One AI requires a unique identifier for each of these rows. For example, if you are predicting employee attrition, this unique identifier might be the employee id.
This is also the column that will be returned in the prediction results when you deploy the model. In other words, if you use employee id as your unique identifier, then when you deploy the model, you will get a dataset back that shows the likelihood that a given employee will leave the company. Those employees will be identified by the employee id you included.
In One AI configuration, the data set id will be specified as the dataset_id. For example, dataset_id : oneaidemo.termdata.id
Privacy note: You do not have to use your real employee ids in the data set. You can mask them in some way. If you are fancy, you might hash the values so that instead of us seeing “EMP001” we see “b86d07b605150e168675dbda3d1b30fe” instead. This way you can reassure your security team if they are concerned about sending any type of PII data out of the organization. On that note, there’s also no reason to include employee name, email, phone numbers, etc in your Trailblazer data set. We don’t need any of that sensitive data for making predictions.
In general predictive models work by training models and then testing them to see how they perform, then using the model to predict unknown results. One AI requires a sample date column to facilitate this train / test / predict process. Typically you will need to use the sample date column to break your data into three chunks. The first two will be used for model development. The last one for making the actual predictions.
For example, if you were predicting employee attrition, you would pull together your data from three different periods of time. You might have a data set for the beginning of 2017, one for the beginning of 2018, and then a current data set for 2019. The sample date is how One AI will tell them apart. However you specify sample date, when you sort the values in ascending order they should rank from oldest to newest. In this example, the sample dates might simply have the values “2017”, “2018”, and “2019”.

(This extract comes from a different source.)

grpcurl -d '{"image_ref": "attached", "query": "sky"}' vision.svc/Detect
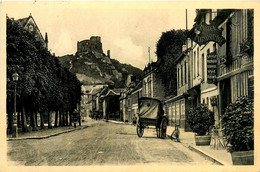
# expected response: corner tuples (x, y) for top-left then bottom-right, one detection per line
(4, 1), (195, 69)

One AI will start with the first (oldest) sample date dataset. It will do all its data preparation and model generation awesomeness on it. Then it’ll take the results and try them out on the second data set. Interestingly, this is not yet the real model. It goes through all this effort just to test out whether the assumptions it is making about how to define the prediction parameters hold up under testing. This step exists because our ML team is pretty paranoid about overfitting models.
Based on the results of that initial, paranoia-inspired test run. One AI will divide the second data set up into train / test split, and go through the whole model generation process again. The resulting model from this step is the one you actually get.
One AI takes this model and uses it to make predictions about the third, current data set. In the employee attrition example, these are your current employees. You don’t yet know if they are going to terminate. When you deploy the model you’ll get these employee records back along with a prediction and supporting details.
In One AI configuration, the data set id will be specified as the sample_date_column. For example, sample_date_column: oneaidemo.termdata.calendar
The last ingredient in your dataset is lots and lots of feature columns. These are the raw materials that One AI will use to try to make predictions.
For example, if you are trying to predict an employee level outcome like attrition, then you’ll include lots and lots of columns that describe your employees and the context in which they work. Examples might include the date they joined the company, who their manager is, how much they get paid, their pay relative to the market, time since last promotion, etc. The more data you can include the better. One AI will ignore or exclude data that is incomplete, that is found to be a cheater value, or that is otherwise not helpful in making a prediction.
For perspective, you might include 500 different data points for each employee. One AI will test them all for inclusion in the final model, perhaps only using a dozen or so in making its predictions. That said, you do not have to include 500 features. Just pull together what you can.
You don’t have to call out feature columns in One AI configuration. Any column that is not the labeled column, dataset id, or sample date will be used as a feature column.